Climate Conscious Homes
With the constantly developing situation regarding the world and its ever changing climate it is important to look not only on the scale of countries, governments, and economies but also to look more locally at communities, housing and local areas to see what changes could be made to reduce human impact on the environment. By changing things at the lowest level of organisation some big changes can be made to the way people live and their impact on their environment. A big focus in many countries is in the improvement and creation of housing stock to produce a new generation of efficient and climate resilient homes. Reducing the energy used by residential areas is a great way of reducing overall environmental impact!
Utilising the sustainable technology
An example of this type of programme is the UK’s attempt to integrate efficient heat pumps into homes. These heat pumps heat and cool houses more efficiently than conventional radiators and air conditioning, using less energy to reach the desired temperature. The pumps also have the benefit of reducing cost for homeowners by reducing the cost of their energy bill, a particularly important aspect given current energy market prices. Further to this the heat pumps do not directly combust materials to generate heat, lovering the carbon footprint of houses utilising the technology.
Unfortunately this scheme has seen fairly limited success due to the high price associated with integrating the technology into houses. The systems are significantly more expensive than conventional systems running at about £10,000 GBP per household. Even with the government subsidising the installation of heat pumps in properties the payback time from energy savings is quite long, as well as the upfront cost being excessive to lower income families. This highlights an important problem for sustainability in the future. Sustainability should be affordable for all and certainly should not be a burden for lower income communities.

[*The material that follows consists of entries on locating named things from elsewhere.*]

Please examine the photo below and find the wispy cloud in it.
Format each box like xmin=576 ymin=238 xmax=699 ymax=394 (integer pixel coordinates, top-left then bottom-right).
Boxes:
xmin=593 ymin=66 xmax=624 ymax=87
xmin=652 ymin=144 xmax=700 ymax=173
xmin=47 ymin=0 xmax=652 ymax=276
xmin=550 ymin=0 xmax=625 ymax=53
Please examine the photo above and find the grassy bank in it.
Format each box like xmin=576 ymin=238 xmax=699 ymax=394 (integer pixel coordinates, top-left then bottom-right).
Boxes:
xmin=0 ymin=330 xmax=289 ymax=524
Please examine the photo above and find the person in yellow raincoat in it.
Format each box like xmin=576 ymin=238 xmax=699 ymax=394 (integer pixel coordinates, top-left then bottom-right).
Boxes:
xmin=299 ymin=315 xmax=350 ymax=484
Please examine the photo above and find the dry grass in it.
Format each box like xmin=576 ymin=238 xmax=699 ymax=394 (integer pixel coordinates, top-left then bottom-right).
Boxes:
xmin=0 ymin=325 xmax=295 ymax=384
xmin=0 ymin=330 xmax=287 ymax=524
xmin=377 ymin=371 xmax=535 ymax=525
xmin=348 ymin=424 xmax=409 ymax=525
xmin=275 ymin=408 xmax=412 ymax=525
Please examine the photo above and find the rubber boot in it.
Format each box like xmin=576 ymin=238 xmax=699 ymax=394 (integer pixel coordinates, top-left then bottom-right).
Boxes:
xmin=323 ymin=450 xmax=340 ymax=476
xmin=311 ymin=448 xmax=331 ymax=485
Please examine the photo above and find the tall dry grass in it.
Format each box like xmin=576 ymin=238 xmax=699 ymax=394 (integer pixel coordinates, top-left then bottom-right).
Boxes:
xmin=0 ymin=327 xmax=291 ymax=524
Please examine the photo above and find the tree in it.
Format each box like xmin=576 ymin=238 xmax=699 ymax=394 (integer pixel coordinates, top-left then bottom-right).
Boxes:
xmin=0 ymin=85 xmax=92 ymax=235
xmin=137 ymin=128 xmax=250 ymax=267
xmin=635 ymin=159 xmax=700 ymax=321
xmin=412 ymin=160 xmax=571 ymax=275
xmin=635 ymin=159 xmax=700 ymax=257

Flood problem solving example
When considering climate change and making homes more efficient, it is also important to consider the reality of the climate situation. Unfortunately due to the level of heating that has already occurred there is likely to be more and more unpredictable weather and impact of the weather on local communities. As a result it is a good idea to design homes and communities with this in mind. This could involve ‘climate proofing’ homes and infrastructure to make it more resilient to dramatic weather events such as flooding and hurricanes. This can be extended to whole communities using clever strategies to control the consequences of a changing planet.
Unsurprisingly a lot of the technology and practices in the prevention of flood damage come from the Netherlands. The famously flat country is of course concerned more than most about the potential of flood damage to their country and has, as a result, many cutting edge schemes and preparations are taking place. One such innovation is a very simple one with great potential. It simply involves routing electrical cables as high in the house as possible instead of in the floor as is the industry standard. You would think that such a small thing wouldn’t help much against an oncoming flood. And you would be correct!
However, the important thing to consider in this case is the cost to rebuild for the homeowner. If the cables are placed in the floor they are exposed to the flood water and will require mostly or completely replacing. This has a good impact on reducing the cost of rebuilding for the homeowner and community especially in a time of few resources and money. Considerations such as this, if widespread, even though it is only a small change would have such a large impact! Luckily some builders all over the world have started adopting this useful technique into their standard building practices.
The floating houses
A more interesting technology from the Netherlands is the introduction of floating (yes that’s right, floating!) houses. These houses, when exposed to flooding and rising water levels, simply float on top of the water, reducing the damage to the house. This unlocks building homes and buildings atop floodplains, a previously unavailable area. This is a really interesting way of tackling the problem but is not without its drawbacks. The houses can cost upwards of 20% more to build than conventional houses and generally take… less conventional forms, limiting the available architectural styles.
A good way of doing both of the aforementioned things, those being the development of less impactful homes and more climate resilient homes is to localize power generation. Power in homes is very reliant on electricity grids to consistently supply homes with electricity. If this grid were to be disrupted by freak weather incidents (which are likely to become more common as time progresses) many homes and communities will be left completely without electricity to power their daily needs. You need only to look to recent history to see the impact. Unexpected cold weather crippled the electricity in Texas, USA, leading to mass outages and even deaths as a result of the power outages.
TESUP for local communities
Localised power in the form of rooftop or garden renewable energy is a good way to reduce a community’s grid reliance. Some communities band together to erect a large turbine in their area and share the power. Others decide to band together to form ‘local energy communities’, a group of people and businesses banding together and using their purchasing power to buy cheaper electricity. With lower home solar panels and wind turbines this has become more and more accessible, hopefully leaving less people behind monetarily. TESUP is a great place to check out some potential wind turbines for your community.
As hopefully you can see, the future of building is complicated and lots of work must be done to ensure the future of the earth’s building is sustainable and affordable for all!